On March 16, the average gasoline price in the U.S. was $3.76 per gallon ($0.99 per liter). This is the highest level since October 2023, according to data from the fuel price tracking site GasBuddy.
“Unless oil flow through the Strait of Hormuz is significantly restored, upward pressure on fuel prices is likely to persist,” said Patrick De Haan, head of petroleum analysis at GasBuddy.
Since the conflict in the Middle East erupted at the end of February, gasoline prices in the world’s largest economy have increased by nearly 80 cents per gallon ($0.20 per liter). Over the past month, the increase has been nearly 30% – the highest since Hurricane Katrina struck the U.S. in 2005.

The increase in diesel prices has been even stronger. The average retail price of diesel has surpassed $5 per gallon ($1.32 per liter). This is the second time in history that prices have exceeded this threshold, as the conflict in the Middle East tightens energy supply. The first time prices exceeded this threshold was in December 2022, when the global oil market was shaken by the Russia-Ukraine conflict.

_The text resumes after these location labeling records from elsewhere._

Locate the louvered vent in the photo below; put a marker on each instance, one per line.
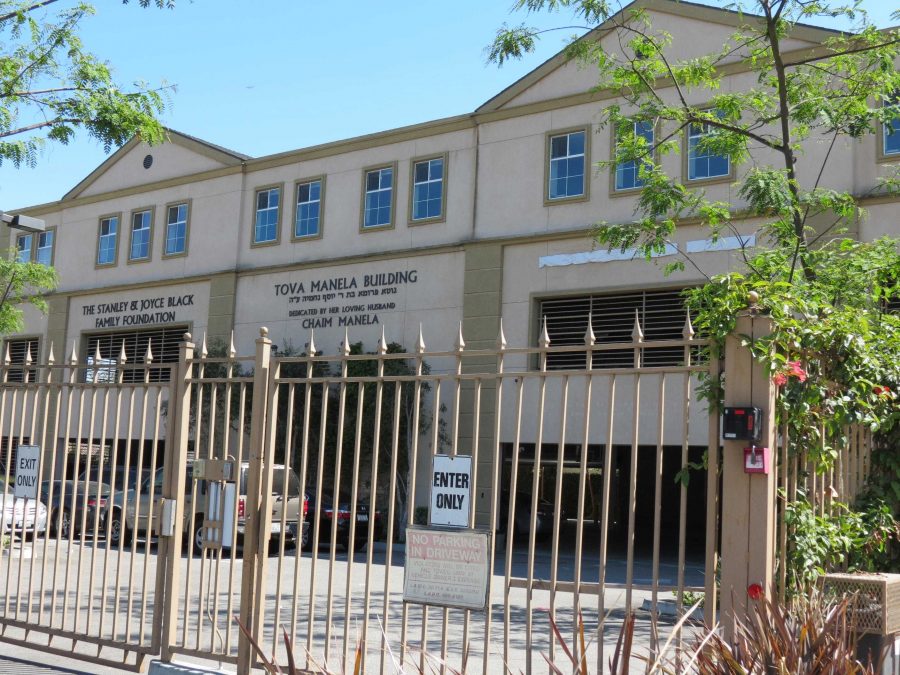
(661, 314)
(18, 350)
(163, 342)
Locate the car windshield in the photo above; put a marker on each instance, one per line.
(107, 477)
(277, 481)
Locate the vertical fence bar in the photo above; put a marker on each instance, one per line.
(169, 551)
(320, 469)
(589, 340)
(637, 336)
(657, 517)
(784, 471)
(495, 493)
(376, 451)
(253, 577)
(544, 344)
(688, 334)
(560, 464)
(712, 506)
(304, 459)
(338, 455)
(511, 517)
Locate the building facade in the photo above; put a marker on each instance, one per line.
(471, 219)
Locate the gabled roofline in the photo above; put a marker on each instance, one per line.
(192, 143)
(681, 8)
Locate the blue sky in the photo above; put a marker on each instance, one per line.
(276, 75)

Economists warn that soaring diesel prices could slow global economic activity, as this type of fuel is used in manufacturing and freight transport. The increase in costs will therefore be passed on to consumers. Fuel price inflation could also pose a significant risk to U.S. President Donald Trump as the country prepares for the midterm elections in November.
The conflict in the Middle East is severely disrupting the global diesel supply chain. This region is a major supplier of both diesel and the crude oil most suitable for producing this fuel.
A series of measures announced recently by the U.S. and other countries, including a record release of oil reserves by the International Energy Agency (IEA), have so far been unable to curb the rise in fuel prices. After yesterday’s session, crude oil prices fell by 3-5% thanks to reports that some ships had successfully passed through the Strait of Hormuz, but rose again this morning.
WTI and Brent prices have now increased by nearly 3%, reaching $96-103 per barrel. The reason for the price increase is concerns over supply as the Strait of Hormuz remains largely closed and U.S. allies refuse calls to deploy warships to assist oil tankers passing through.